# Movie Recommendation System 🎬
Hi there! Welcome to my project, where I’m learning Data Science by building a movie recommendation system from scratch. I’ve added  insights, explanations, and extra features to enhance learning. This project is inspired by @siddhardhan's YouTube tutorial [link](https://www.youtube.com/watch?v=YRkN5k47NSY). Let’s explore and learn together! 🚀 Suggestions and improvements are always welcome — let’s explore and learn together! 

## Step 1: Importing the Required Libraries
Before we start, we need some libraries to help us handle data, process text, and calculate similarity.

In [99]:
# Import dependencies
import pandas as pd
import numpy as np
import difflib
from sklearn.feature_extraction.text import TfidfVectorizer
from sklearn.metrics.pairwise import cosine_similarity

- pandas (pd): Load, manipulate, and analyze data in tabular form.
- numpy (np): Perform numerical operations and handle arrays.
- difflib: Find close matches (helps handle typos in movie titles).
- TfidfVectorizer: Convert text data into numerical vectors using TF-IDF.
- cosine_similarity: Measure similarity between two vectors (used to compare movies).

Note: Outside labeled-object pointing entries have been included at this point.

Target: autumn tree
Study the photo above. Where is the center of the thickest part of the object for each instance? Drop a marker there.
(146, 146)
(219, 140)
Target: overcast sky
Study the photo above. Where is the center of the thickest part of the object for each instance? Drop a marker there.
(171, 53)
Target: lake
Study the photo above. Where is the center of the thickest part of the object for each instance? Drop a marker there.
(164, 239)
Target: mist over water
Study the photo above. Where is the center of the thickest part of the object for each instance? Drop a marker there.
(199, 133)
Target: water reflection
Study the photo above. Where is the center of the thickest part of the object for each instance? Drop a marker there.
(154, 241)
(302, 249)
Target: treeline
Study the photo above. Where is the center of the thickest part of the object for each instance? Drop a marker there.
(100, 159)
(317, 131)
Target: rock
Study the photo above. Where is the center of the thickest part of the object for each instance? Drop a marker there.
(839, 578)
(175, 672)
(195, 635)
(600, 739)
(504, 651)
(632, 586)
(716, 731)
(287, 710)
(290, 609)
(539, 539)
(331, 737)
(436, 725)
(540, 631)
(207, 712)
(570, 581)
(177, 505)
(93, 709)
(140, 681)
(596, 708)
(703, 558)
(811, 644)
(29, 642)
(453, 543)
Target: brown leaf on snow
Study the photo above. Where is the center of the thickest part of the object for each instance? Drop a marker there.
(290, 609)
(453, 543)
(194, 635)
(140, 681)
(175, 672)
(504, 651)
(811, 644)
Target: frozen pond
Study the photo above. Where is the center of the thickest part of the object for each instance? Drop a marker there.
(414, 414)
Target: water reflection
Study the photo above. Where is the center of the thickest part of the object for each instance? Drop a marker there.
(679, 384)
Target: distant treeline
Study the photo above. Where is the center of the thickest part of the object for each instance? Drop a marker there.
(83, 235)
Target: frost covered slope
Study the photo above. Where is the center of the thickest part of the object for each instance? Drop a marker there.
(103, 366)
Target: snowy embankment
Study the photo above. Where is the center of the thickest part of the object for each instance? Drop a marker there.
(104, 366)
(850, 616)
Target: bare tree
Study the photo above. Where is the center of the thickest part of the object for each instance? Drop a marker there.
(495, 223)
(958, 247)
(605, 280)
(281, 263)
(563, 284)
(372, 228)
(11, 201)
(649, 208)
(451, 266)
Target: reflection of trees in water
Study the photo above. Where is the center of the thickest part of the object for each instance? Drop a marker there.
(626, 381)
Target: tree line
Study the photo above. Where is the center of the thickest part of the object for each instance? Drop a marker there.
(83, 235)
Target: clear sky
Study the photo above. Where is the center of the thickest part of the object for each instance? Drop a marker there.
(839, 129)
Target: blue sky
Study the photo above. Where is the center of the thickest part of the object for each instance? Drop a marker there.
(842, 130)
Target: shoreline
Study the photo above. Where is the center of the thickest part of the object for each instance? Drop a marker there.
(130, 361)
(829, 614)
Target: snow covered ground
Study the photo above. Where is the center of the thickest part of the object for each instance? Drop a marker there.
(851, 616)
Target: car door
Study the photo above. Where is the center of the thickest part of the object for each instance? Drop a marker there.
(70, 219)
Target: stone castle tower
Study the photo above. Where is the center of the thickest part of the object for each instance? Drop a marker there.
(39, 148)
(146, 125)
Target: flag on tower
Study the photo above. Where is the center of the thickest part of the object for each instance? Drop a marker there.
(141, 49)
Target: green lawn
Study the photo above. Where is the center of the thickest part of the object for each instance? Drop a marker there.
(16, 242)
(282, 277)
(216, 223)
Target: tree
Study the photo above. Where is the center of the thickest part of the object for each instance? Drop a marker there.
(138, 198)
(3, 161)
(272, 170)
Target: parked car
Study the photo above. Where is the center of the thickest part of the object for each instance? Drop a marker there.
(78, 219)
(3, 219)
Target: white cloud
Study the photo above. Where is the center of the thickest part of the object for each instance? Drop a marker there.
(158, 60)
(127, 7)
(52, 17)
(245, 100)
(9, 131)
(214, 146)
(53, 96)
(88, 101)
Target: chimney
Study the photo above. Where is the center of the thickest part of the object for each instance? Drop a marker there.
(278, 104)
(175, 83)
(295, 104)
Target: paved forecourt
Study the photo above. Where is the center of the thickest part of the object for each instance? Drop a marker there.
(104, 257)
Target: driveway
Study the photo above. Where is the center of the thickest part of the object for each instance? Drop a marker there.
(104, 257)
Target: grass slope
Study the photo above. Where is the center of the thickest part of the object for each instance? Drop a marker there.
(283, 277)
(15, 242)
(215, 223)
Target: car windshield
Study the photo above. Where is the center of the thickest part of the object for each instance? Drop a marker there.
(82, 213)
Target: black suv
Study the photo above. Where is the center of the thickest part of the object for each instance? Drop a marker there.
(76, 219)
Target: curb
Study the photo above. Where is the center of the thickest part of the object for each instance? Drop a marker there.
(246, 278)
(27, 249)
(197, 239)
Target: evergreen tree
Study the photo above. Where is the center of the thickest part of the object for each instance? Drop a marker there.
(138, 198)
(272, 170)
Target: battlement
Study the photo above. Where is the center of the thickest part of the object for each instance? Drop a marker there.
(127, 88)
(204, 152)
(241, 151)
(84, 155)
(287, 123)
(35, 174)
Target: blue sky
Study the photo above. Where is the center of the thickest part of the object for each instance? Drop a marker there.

## Step 2: Loading the Dataset


In [100]:
# Reading the CSV file into a pandas DataFrame
# Ensure that the file path is correct
df = pd.read_csv('movies.csv')

# Print the first 5 rows of the dataset to understand its structure
display(df.head())

# Print the shape (number of rows and coloumns) in the dataset to understand its structure
print(df.shape)

Unnamed: 0,index,budget,genres,homepage,id,keywords,original_language,original_title,overview,popularity,...,runtime,spoken_languages,status,tagline,title,vote_average,vote_count,cast,crew,director
0,0,237000000,Action Adventure Fantasy Science Fiction,http://www.avatarmovie.com/,19995,culture clash future space war space colony so...,en,Avatar,"In the 22nd century, a paraplegic Marine is di...",150.437577,...,162.0,"[{""iso_639_1"": ""en"", ""name"": ""English""}, {""iso...",Released,Enter the World of Pandora.,Avatar,7.2,11800,Sam Worthington Zoe Saldana Sigourney Weaver S...,"[{'name': 'Stephen E. Rivkin', 'gender': 0, 'd...",James Cameron
1,1,300000000,Adventure Fantasy Action,http://disney.go.com/disneypictures/pirates/,285,ocean drug abuse exotic island east india trad...,en,Pirates of the Caribbean: At World's End,"Captain Barbossa, long believed to be dead, ha...",139.082615,...,169.0,"[{""iso_639_1"": ""en"", ""name"": ""English""}]",Released,"At the end of the world, the adventure begins.",Pirates of the Caribbean: At World's End,6.9,4500,Johnny Depp Orlando Bloom Keira Knightley Stel...,"[{'name': 'Dariusz Wolski', 'gender': 2, 'depa...",Gore Verbinski
2,2,245000000,Action Adventure Crime,http://www.sonypictures.com/movies/spectre/,206647,spy based on novel secret agent sequel mi6,en,Spectre,A cryptic message from Bond’s past sends him o...,107.376788,...,148.0,"[{""iso_639_1"": ""fr"", ""name"": ""Fran\u00e7ais""},...",Released,A Plan No One Escapes,Spectre,6.3,4466,Daniel Craig Christoph Waltz L\u00e9a Seydoux ...,"[{'name': 'Thomas Newman', 'gender': 2, 'depar...",Sam Mendes
3,3,250000000,Action Crime Drama Thriller,http://www.thedarkknightrises.com/,49026,dc comics crime fighter terrorist secret ident...,en,The Dark Knight Rises,Following the death of District Attorney Harve...,112.31295,...,165.0,"[{""iso_639_1"": ""en"", ""name"": ""English""}]",Released,The Legend Ends,The Dark Knight Rises,7.6,9106,Christian Bale Michael Caine Gary Oldman Anne ...,"[{'name': 'Hans Zimmer', 'gender': 2, 'departm...",Christopher Nolan
4,4,260000000,Action Adventure Science Fiction,http://movies.disney.com/john-carter,49529,based on novel mars medallion space travel pri...,en,John Carter,"John Carter is a war-weary, former military ca...",43.926995,...,132.0,"[{""iso_639_1"": ""en"", ""name"": ""English""}]",Released,"Lost in our world, found in another.",John Carter,6.1,2124,Taylor Kitsch Lynn Collins Samantha Morton Wil...,"[{'name': 'Andrew Stanton', 'gender': 2, 'depa...",Andrew Stanton


(4803, 24)


## Step 3: Choosing Important Features
- When recommending movies, we want to consider what makes them unique. Let’s pick useful features!

In [101]:
# We Create a list of important features
selected_features = ["genres", "keywords", "tagline", "cast", "director", "overview"]
print(selected_features)
# gives out a list of selected featuers 

['genres', 'keywords', 'tagline', 'cast', 'director', 'overview']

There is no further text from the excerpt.